Densho Digital Archive
Densho Visual History Collection
Title: Chiye Tomihiro Interview
Narrator: Chiye Tomihiro
Interviewer: Becky Fukuda
Location: University of California, Los Angeles
Date: September 11, 1997
Densho ID: denshovh-tchiye-01-0011

<Begin Segment 11>

BF: So after you were the witness chair, what became your new responsibilities or your additional responsibilities for the redress?

CT: Well, then I became chair of the redress committee. Actually, I was a co-chair with a Jewish fellow, who's married to a Nisei friend of mine. But you know, after a while it -- he wasn't too keen on monetary redress, and so I ended up doing most of it alone. He'd help me by helping me carry the slide projector or something like that, but he didn't do the talking or anything like that. And I also put a slide show together with all these pictures of camp and the evacuation, you know, there were a number of photos available. So I put a slide show together, because I felt that pictures can -- it's like a thousand words. People, when people saw this they reacted, and so I always took this little slide show with me and talked to groups.

BF: So as the, as the chair in Chicago of the redress movement for JACL, was there a different strategy employed in the Midwest, as opposed to say on the West Coast, where there's a much larger group of Asians?

CT: Well, yeah, there had to be, because we had to ask other groups to help. And like being a group like the American Jewish Committee, and we had an Illinois ethnic consultation, and churches where Nisei were members, I mean, all of these groups -- we had to ask them for help. And that's the way we got support of many of the people.
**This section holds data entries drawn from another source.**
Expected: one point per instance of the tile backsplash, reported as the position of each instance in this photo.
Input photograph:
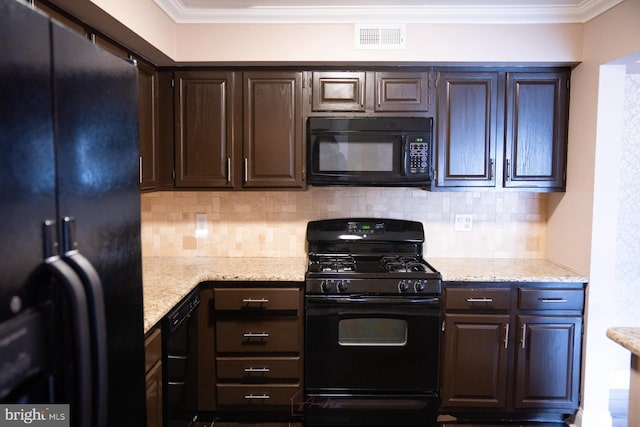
(273, 223)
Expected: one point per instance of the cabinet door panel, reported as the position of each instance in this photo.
(475, 366)
(548, 362)
(273, 150)
(536, 130)
(203, 129)
(148, 126)
(467, 121)
(338, 91)
(402, 91)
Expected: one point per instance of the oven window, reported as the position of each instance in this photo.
(372, 331)
(355, 156)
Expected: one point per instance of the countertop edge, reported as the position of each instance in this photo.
(627, 337)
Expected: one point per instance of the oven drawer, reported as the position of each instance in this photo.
(256, 395)
(478, 299)
(257, 299)
(258, 369)
(273, 334)
(550, 299)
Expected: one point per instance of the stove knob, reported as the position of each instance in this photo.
(403, 286)
(325, 286)
(342, 286)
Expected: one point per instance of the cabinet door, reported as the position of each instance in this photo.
(338, 91)
(204, 119)
(148, 126)
(466, 128)
(536, 133)
(273, 145)
(402, 91)
(548, 362)
(475, 360)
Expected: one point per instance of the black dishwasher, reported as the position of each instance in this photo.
(180, 363)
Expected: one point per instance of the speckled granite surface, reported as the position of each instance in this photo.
(627, 337)
(504, 270)
(166, 280)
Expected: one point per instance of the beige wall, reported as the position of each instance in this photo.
(334, 43)
(273, 223)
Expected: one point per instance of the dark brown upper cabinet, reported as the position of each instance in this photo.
(273, 152)
(338, 91)
(536, 130)
(402, 91)
(499, 129)
(370, 91)
(466, 129)
(148, 126)
(204, 129)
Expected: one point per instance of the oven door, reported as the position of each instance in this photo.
(372, 344)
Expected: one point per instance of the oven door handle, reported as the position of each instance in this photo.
(361, 299)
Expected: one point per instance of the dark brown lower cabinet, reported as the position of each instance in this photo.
(251, 356)
(511, 350)
(153, 368)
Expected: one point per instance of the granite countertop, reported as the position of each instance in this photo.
(166, 280)
(627, 337)
(504, 270)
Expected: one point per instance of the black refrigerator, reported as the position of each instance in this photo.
(71, 317)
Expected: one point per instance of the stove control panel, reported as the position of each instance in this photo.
(379, 286)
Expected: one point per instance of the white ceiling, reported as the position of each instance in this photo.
(384, 11)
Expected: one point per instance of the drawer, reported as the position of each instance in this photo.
(280, 334)
(478, 299)
(257, 299)
(550, 299)
(256, 395)
(258, 369)
(152, 349)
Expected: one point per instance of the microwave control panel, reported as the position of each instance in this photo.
(418, 157)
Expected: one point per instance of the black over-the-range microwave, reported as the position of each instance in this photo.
(370, 151)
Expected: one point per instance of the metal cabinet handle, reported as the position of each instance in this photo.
(257, 369)
(255, 300)
(256, 335)
(552, 300)
(256, 396)
(506, 336)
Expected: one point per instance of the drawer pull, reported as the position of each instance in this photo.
(552, 300)
(257, 369)
(256, 396)
(479, 299)
(255, 300)
(256, 334)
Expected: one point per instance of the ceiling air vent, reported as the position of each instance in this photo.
(381, 36)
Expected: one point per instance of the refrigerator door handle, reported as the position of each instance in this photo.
(97, 319)
(65, 275)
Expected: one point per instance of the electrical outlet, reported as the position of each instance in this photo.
(464, 222)
(201, 225)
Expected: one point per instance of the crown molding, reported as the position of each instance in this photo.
(439, 12)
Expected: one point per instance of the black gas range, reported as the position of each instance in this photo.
(368, 256)
(372, 325)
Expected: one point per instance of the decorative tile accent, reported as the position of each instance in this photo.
(273, 223)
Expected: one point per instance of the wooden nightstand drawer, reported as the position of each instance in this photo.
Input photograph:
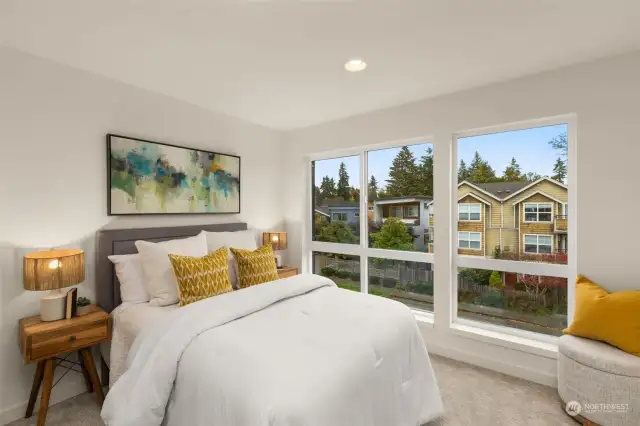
(46, 345)
(41, 340)
(287, 271)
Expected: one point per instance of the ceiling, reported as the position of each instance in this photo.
(280, 63)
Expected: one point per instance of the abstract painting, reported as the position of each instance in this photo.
(147, 177)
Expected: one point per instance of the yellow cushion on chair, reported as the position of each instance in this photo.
(201, 277)
(255, 267)
(609, 317)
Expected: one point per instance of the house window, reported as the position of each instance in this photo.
(339, 216)
(469, 212)
(469, 240)
(538, 244)
(411, 211)
(538, 212)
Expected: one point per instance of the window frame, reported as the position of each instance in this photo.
(339, 213)
(568, 271)
(404, 211)
(524, 243)
(444, 316)
(537, 204)
(470, 240)
(469, 212)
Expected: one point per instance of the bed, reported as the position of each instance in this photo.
(294, 352)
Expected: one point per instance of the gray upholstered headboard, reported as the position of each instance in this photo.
(121, 241)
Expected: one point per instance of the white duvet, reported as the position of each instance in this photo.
(293, 352)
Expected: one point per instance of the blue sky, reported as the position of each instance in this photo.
(529, 147)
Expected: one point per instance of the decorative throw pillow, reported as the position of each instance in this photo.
(255, 267)
(201, 277)
(245, 240)
(609, 317)
(131, 278)
(159, 280)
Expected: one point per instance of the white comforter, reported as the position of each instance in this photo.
(294, 352)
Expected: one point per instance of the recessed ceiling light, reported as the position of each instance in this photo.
(355, 65)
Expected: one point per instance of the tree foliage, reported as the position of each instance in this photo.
(327, 188)
(495, 281)
(394, 235)
(512, 173)
(373, 188)
(559, 170)
(343, 189)
(337, 232)
(402, 176)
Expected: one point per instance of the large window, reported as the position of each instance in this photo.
(380, 245)
(469, 212)
(469, 240)
(538, 212)
(513, 267)
(336, 185)
(538, 244)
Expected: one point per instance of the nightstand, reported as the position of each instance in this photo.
(287, 271)
(42, 342)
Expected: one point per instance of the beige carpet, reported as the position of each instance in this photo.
(472, 396)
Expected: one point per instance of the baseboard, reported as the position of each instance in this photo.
(64, 390)
(519, 371)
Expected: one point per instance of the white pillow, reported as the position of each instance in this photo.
(129, 271)
(159, 279)
(239, 239)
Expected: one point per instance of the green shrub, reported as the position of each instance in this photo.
(389, 282)
(342, 274)
(495, 281)
(494, 300)
(327, 271)
(422, 287)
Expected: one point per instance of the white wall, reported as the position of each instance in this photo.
(53, 122)
(605, 96)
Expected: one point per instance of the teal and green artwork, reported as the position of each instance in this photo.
(154, 178)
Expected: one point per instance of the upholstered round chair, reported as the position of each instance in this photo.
(602, 379)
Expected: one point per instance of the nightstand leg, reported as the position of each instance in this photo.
(93, 374)
(85, 374)
(35, 388)
(47, 384)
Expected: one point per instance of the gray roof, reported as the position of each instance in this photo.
(502, 189)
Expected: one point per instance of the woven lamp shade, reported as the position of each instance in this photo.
(53, 269)
(278, 240)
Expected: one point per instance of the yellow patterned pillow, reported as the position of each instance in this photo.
(255, 267)
(201, 277)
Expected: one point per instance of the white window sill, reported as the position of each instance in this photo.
(424, 317)
(545, 346)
BF: By building these coalitions?

CT: Yes, yes.

BF: So do you, in, kind of in retrospect, do you feel as though it, maybe in the Midwest there was a little bit more educating going on of non-Nikkei, in particular?

CT: Oh yes, absolutely. Well, you know in 1967, I did this exhibit of twenty-five years since the evacuation. I put this exhibit together, and I had some of the artifacts of things that people made in camp, and photos, Toyo Miyatake's photos that he did. You know, he took those pictures with a camera he made inside, inside camp, because cameras were contraband. But I had those photos, I had Mine Okubo's cartoons of the camps and then I thought, "Gee, it'd be interesting if we showed the papers, newspapers." So I went to the library and here's this little article -- that big -- saying "120,000 Japanese..." that's all. That's all that was in the paper.

BF: That was the sole announcement of the internment.

CT: Yeah, right, right.

BF: So, you had your work cut out for you.

CT: But it was interesting. I loved doing exhibits, I was, I did a Chicago supplement to the Strength and Diversity exhibit -- you've heard of that exhibit -- and then I also did the Chicago supplement to the More Perfect Union Smithsonian exhibit we had. That's what I love to do.

BF: So the work goes on.

CT: Oh yes. Oh yes. We're plugging away all the time.